Annie Ernaux — C'est vrai, même s'il rôde dans plusieurs de mes livres, en particulier dans mon premier roman, Les Armoires vides, où l'héroïne, dans l'attente du résultat d'un avortement clandestin, se rappelle son enfance et sa jeunesse. Mais ce n'était pas le thème du livre. Là, c'est devenu la matière dans laquelle j'ai plongé pour l'explorer. Depuis une dizaine d'années seulement, j'ai commencé à voir tout ce qu'impliquait cet avortement, pas seulement parce que ça avait été très dur et que j'avais failli en mourir. C'était une expérience de la vie et de la mort qui m'avait fortement structurée, qui m'avait donné une autre vision sur le monde. Tout cela est venu progressivement. Mais je n'osais pas le dire, une sorte de silence intérieur s'était installé. Il y a quelque chose qui pèse sur tout ce qui relève de l'expérience proprement féminine et qui fait qu'elle a beaucoup de mal à se dire, en dépit de ce que l'on raconte sur la libération des femmes.

Vous dites « silence »…

Annie Ernaux — D'abord, il y avait le silence des années soixante, parce que toute femme qui en était « passée par là », comme on disait, se sentait coupable. Ensuite, les femmes ont dit ce qui leur était arrivé, mais dans le contexte de la lutte pour la libéralisation de l'avortement. J'ai moi-même fait partie de ces groupes et j'ai raconté, pour un « livre noir » de l'avortement, ma propre expérience, mais sous un tout autre aspect.
J'ai toujours du mal à expliquer pourquoi il est si difficile d'en parler. Peut-être parce que si l'on en parle autrement qu'en termes de « choix de la femme », etc., on est tout de suite vaguement suspecté d'être « contre ». On se tait sur l'expérience réelle de l'avortement. Il y a, par exemple, une chose que je n'ai jamais dite avant de l'avoir écrite : c'était que j'étais fière d'avoir subi cette épreuve-là. Comment expliquer cette fierté ? C'était pour moi comme une expérience initiatique, l'épreuve du réel absolu.
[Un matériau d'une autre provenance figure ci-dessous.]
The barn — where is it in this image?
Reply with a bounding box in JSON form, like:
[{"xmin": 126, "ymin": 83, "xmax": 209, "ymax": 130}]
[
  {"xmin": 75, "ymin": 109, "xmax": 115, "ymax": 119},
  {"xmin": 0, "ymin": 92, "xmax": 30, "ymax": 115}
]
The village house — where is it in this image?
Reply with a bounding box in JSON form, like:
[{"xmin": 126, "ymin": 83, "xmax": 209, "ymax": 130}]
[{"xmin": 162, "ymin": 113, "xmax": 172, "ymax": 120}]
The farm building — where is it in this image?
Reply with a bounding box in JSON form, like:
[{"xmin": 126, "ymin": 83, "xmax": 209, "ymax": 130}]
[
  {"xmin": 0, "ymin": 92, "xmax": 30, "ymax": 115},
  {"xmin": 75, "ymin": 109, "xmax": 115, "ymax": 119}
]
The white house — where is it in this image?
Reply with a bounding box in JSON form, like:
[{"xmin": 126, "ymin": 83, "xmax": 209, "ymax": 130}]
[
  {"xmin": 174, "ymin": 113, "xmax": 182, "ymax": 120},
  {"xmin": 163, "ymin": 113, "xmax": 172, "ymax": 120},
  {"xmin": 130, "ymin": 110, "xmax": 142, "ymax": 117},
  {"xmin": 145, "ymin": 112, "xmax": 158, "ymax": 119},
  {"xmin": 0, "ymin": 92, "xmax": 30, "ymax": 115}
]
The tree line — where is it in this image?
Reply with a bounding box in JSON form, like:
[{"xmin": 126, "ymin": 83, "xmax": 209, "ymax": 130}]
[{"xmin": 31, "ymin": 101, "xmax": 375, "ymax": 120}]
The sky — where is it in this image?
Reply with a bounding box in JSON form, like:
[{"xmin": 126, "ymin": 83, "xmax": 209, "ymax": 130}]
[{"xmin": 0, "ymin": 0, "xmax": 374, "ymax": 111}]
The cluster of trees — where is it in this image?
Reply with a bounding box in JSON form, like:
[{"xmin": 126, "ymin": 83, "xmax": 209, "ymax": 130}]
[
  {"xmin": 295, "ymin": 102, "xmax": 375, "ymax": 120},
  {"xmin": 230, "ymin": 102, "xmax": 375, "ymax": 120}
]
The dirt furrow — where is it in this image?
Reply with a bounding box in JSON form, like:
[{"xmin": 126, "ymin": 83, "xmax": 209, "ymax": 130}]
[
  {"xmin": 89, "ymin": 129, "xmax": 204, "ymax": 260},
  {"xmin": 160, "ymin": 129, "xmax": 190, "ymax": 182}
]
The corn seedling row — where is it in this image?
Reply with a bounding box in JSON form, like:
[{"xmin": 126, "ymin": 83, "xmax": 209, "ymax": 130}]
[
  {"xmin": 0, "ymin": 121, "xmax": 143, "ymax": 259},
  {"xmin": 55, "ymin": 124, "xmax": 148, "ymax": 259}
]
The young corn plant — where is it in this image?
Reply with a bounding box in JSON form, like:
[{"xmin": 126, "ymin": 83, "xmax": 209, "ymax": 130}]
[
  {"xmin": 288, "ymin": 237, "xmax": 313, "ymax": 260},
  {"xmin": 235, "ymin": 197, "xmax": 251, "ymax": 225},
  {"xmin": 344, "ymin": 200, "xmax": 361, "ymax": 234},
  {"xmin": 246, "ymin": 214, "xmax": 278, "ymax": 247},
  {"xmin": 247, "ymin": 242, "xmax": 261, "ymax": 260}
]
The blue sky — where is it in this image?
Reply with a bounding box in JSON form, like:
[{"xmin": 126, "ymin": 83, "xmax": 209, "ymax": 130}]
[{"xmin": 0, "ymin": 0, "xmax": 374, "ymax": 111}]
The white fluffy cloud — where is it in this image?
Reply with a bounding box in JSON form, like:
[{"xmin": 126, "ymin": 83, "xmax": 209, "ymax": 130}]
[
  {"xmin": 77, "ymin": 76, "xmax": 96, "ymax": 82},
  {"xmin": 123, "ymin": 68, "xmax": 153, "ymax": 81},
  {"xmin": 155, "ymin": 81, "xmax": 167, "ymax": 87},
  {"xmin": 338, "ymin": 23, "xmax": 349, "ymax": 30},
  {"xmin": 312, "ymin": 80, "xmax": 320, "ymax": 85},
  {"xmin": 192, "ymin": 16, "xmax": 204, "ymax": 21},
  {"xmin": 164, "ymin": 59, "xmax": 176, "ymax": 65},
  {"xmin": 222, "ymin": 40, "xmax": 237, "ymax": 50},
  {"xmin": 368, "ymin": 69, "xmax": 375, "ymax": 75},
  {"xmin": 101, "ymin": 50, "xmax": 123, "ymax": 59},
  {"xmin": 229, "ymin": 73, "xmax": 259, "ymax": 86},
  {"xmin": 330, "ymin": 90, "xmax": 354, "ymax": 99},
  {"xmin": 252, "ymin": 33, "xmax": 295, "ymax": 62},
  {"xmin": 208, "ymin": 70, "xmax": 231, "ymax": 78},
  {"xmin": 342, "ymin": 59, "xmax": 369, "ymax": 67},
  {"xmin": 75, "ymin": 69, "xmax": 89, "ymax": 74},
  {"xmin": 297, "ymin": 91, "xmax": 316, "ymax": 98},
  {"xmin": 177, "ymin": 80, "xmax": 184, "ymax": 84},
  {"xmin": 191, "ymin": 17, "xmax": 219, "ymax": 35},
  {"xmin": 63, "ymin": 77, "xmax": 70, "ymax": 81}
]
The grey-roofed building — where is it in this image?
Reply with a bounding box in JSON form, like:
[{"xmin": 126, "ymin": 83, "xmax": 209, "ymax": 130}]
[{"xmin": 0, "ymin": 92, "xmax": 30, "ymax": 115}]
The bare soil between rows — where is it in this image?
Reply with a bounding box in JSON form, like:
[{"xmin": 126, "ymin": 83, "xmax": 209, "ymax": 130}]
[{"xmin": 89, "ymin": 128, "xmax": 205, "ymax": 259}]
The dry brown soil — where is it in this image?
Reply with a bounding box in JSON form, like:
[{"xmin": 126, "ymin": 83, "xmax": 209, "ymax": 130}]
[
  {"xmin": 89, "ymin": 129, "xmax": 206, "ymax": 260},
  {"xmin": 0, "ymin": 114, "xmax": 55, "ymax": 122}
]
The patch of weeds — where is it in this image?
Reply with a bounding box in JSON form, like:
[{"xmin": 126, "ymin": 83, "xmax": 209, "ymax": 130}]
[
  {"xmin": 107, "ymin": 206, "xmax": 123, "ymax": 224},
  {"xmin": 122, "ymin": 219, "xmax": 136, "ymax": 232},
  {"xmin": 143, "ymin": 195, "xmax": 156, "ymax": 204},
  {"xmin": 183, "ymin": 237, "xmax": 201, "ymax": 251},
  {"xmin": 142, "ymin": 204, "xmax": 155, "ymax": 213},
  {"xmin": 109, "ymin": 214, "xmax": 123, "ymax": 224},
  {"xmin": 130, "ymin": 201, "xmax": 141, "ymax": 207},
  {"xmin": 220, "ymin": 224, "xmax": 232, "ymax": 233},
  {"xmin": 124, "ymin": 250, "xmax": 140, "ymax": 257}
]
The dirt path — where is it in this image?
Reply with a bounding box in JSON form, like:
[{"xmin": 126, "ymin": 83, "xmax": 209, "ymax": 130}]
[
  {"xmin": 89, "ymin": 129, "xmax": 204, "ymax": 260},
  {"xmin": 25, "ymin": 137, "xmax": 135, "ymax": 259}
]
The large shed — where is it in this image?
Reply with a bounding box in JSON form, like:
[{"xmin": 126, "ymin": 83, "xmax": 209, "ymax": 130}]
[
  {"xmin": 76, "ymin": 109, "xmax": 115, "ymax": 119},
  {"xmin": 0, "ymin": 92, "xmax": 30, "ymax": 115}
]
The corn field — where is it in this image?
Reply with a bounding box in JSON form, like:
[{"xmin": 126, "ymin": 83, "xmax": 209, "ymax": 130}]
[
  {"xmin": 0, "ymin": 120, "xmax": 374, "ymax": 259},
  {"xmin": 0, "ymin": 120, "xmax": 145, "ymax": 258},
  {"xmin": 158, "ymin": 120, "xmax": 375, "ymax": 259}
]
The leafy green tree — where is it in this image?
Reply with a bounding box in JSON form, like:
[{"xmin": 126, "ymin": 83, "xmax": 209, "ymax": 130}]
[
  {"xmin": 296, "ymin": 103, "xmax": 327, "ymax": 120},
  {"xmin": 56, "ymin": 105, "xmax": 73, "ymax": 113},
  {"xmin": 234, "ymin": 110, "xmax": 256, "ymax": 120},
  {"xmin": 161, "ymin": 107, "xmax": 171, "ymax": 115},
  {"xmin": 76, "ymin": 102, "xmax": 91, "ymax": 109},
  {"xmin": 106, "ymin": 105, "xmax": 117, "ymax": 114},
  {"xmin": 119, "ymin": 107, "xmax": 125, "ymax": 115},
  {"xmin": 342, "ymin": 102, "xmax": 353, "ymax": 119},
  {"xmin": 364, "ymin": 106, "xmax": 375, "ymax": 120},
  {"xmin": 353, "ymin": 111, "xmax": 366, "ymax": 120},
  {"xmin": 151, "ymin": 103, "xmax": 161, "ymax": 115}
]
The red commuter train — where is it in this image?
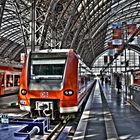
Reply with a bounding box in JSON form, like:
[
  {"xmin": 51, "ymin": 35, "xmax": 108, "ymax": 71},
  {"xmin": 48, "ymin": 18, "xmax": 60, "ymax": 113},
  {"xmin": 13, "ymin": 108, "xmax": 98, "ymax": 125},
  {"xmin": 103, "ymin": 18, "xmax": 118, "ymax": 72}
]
[
  {"xmin": 0, "ymin": 65, "xmax": 21, "ymax": 96},
  {"xmin": 18, "ymin": 49, "xmax": 94, "ymax": 118}
]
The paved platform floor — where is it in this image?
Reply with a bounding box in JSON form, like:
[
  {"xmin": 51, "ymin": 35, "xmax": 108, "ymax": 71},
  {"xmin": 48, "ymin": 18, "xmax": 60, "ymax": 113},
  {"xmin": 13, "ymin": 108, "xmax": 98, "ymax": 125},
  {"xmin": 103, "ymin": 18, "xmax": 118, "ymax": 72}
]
[
  {"xmin": 102, "ymin": 83, "xmax": 140, "ymax": 140},
  {"xmin": 74, "ymin": 81, "xmax": 140, "ymax": 140}
]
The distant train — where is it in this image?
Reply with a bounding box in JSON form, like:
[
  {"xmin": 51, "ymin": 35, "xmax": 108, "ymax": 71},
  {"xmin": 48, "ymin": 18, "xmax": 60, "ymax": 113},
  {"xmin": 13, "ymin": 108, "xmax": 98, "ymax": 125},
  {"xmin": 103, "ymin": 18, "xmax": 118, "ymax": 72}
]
[
  {"xmin": 19, "ymin": 49, "xmax": 94, "ymax": 118},
  {"xmin": 132, "ymin": 69, "xmax": 140, "ymax": 85},
  {"xmin": 128, "ymin": 69, "xmax": 140, "ymax": 93},
  {"xmin": 0, "ymin": 65, "xmax": 21, "ymax": 96}
]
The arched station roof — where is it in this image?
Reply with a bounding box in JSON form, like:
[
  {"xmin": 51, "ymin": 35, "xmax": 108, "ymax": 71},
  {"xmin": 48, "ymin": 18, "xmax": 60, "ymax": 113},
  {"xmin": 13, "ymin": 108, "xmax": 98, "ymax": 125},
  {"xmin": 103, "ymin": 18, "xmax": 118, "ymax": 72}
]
[{"xmin": 0, "ymin": 0, "xmax": 140, "ymax": 67}]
L'épreuve du réel, ou tout au moins son expérience, fait partie de votre champ d'écriture…

Annie Ernaux — Avec Journal du dehors, puis aujourd'hui avec La Vie extérieure, j'exprime mon besoin de saisir le présent à travers ses signes extérieurs, que je rencontre aussi bien dans les lieux collectifs, comme le RER, le métro, la rue, les grands magasins ou les centres commerciaux, qu'à travers la télévision, la radio… J'essaie de retenir quelque chose de ce qui passe et retourne très vite au néant. J'ai besoin de garder la mémoire du présent, de m'immerger dans la réalité de la ville, d'être traversée par la vie extérieure.